Quirke had not noticed the other nun, standing off to his right, beside a vast, empty fireplace of marble and polished brick. She was short and broad, with a skeptical yet not, he thought, unsympathetic look. The two nuns nodded to him. Father Harkins, who seemed to have taken it on himself to be the spokesman, said:
“You’re Mr. Crawford’s son-in-law? Mr. Crawford is a great friend of ours-a great friend of St. Mary’s.”

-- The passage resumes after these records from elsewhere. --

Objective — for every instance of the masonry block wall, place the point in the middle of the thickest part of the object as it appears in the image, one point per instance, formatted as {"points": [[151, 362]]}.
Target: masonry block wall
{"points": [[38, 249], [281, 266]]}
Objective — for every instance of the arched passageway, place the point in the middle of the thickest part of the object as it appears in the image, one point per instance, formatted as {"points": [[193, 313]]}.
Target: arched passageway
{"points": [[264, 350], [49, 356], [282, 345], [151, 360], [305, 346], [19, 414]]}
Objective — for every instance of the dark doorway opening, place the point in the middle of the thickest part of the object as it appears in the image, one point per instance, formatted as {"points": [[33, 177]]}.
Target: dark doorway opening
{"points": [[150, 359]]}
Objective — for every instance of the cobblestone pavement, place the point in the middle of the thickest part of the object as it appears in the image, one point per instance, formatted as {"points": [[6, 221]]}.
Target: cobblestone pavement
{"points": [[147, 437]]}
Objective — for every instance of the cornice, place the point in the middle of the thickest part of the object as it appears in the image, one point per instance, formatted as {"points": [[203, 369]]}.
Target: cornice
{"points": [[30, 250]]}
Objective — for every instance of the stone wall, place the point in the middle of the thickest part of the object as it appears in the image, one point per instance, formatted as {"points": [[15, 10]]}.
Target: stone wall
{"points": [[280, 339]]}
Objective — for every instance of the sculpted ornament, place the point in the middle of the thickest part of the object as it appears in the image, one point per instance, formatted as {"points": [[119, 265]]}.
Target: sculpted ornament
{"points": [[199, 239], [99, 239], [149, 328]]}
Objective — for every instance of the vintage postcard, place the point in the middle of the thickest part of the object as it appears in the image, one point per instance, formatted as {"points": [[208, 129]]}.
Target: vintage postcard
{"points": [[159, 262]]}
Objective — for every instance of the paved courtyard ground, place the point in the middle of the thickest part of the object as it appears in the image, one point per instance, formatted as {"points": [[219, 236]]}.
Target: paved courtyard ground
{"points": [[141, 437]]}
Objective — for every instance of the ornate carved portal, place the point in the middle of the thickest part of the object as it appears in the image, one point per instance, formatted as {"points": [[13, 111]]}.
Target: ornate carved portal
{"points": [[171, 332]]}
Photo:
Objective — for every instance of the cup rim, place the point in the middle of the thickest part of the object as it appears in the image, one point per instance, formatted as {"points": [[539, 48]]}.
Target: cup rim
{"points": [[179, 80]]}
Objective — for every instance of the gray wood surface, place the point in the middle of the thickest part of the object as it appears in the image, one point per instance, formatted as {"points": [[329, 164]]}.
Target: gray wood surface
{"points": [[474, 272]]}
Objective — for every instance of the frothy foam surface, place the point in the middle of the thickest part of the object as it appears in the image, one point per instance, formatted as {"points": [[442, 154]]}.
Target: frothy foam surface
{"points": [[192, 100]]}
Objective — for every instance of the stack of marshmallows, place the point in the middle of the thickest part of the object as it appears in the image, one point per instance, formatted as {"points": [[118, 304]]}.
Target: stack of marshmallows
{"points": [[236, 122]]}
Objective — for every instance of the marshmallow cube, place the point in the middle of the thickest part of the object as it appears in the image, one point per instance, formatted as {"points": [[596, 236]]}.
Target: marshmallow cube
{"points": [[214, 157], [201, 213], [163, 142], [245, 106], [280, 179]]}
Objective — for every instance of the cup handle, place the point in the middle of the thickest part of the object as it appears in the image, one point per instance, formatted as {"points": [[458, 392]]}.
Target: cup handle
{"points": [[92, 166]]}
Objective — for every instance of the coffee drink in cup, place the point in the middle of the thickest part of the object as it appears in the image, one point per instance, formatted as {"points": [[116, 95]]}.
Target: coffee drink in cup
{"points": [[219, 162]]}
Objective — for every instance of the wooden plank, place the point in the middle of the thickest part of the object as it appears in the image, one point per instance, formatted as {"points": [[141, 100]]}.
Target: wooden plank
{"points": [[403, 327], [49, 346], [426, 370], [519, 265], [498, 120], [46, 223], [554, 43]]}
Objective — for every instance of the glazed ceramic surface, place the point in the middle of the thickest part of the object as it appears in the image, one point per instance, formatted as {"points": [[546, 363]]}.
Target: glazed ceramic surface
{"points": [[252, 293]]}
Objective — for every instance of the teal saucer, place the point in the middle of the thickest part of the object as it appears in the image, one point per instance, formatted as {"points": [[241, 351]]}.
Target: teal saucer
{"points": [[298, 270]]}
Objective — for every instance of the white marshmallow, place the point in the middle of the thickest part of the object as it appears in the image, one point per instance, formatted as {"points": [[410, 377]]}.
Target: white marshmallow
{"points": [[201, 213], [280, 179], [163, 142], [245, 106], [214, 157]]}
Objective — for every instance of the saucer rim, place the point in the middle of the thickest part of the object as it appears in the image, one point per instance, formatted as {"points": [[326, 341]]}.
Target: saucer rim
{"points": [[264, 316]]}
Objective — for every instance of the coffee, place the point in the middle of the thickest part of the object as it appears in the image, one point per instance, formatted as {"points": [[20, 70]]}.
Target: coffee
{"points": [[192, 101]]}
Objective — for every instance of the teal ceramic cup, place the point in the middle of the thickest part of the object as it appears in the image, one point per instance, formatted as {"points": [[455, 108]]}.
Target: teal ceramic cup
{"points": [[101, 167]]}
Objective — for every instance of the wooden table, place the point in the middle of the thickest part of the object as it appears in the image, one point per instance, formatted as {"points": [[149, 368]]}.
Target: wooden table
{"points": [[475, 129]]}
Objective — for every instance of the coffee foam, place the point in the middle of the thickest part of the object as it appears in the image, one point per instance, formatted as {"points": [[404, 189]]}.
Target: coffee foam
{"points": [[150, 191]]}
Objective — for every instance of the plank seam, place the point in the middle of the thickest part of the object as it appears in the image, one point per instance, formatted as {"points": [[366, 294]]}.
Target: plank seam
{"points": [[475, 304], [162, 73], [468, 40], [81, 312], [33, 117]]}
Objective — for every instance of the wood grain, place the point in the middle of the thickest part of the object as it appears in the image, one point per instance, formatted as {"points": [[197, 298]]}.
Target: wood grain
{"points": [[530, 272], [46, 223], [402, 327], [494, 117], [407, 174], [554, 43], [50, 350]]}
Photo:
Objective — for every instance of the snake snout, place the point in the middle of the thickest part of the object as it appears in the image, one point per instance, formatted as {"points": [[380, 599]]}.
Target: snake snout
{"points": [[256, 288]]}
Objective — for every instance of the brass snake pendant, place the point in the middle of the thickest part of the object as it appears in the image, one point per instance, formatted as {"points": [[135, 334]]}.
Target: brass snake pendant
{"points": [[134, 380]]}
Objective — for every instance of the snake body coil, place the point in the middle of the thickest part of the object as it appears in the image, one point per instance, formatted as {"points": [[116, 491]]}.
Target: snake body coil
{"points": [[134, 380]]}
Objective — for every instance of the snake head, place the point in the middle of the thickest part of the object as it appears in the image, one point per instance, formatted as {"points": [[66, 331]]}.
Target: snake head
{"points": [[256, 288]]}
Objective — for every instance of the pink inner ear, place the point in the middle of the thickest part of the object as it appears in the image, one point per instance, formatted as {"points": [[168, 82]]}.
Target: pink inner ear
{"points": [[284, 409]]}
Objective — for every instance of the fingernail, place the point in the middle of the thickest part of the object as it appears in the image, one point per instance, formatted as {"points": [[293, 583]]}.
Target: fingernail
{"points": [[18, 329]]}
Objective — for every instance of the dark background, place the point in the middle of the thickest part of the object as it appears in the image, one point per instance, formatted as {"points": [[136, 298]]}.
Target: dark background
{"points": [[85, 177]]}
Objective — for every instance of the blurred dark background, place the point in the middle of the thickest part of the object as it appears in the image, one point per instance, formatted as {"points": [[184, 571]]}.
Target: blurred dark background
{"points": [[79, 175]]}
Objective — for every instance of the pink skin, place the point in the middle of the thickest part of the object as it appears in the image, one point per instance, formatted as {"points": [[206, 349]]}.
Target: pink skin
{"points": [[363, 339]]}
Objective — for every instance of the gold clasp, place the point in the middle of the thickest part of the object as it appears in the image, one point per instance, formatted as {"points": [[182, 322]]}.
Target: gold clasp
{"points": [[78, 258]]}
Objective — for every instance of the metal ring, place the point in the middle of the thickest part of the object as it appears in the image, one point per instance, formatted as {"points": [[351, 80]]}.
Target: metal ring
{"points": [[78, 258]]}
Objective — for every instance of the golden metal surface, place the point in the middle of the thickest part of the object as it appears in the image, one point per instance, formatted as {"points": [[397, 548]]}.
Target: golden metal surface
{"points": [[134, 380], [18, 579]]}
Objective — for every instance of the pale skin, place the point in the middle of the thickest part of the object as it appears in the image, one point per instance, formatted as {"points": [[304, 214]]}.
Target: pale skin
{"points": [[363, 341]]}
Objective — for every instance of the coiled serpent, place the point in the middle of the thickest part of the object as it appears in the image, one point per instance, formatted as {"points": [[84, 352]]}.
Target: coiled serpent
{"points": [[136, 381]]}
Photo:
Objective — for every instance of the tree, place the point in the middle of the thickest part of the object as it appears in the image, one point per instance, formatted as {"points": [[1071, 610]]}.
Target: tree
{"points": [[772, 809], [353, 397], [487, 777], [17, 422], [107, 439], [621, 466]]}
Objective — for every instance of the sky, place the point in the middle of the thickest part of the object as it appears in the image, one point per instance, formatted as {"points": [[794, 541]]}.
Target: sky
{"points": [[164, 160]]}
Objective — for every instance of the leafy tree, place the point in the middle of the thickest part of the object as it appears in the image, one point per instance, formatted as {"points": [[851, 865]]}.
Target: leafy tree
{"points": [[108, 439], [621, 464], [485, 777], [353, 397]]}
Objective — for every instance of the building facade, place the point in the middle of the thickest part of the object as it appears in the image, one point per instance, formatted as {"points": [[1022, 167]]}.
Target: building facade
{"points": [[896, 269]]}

Quirke was conscious of Sister Stephanus’s keen eye scanning him, like that of a fencing opponent, searching out his weak spots. The priest was about to speak again but the nun said:
“What can we do for you, Mr. Quirke?”
Hers was the voice of authority, and its tone told him who was really in charge here. Still she gazed at him, cool, candid, and even, it might be, a little amused. He fumbled his cigarettes from his pocket and lit one. Sister Stephanus, who had taken her seat again, pushed a large crystal ashtray to the front edge of the desk where he might more easily reach it. He asked about the child, saying her name would probably be Christine and that if she had a surname it was likely to be Falls. “I think she was brought here from Ireland,” he said. “I have reason to believe she came to St. Mary’s.”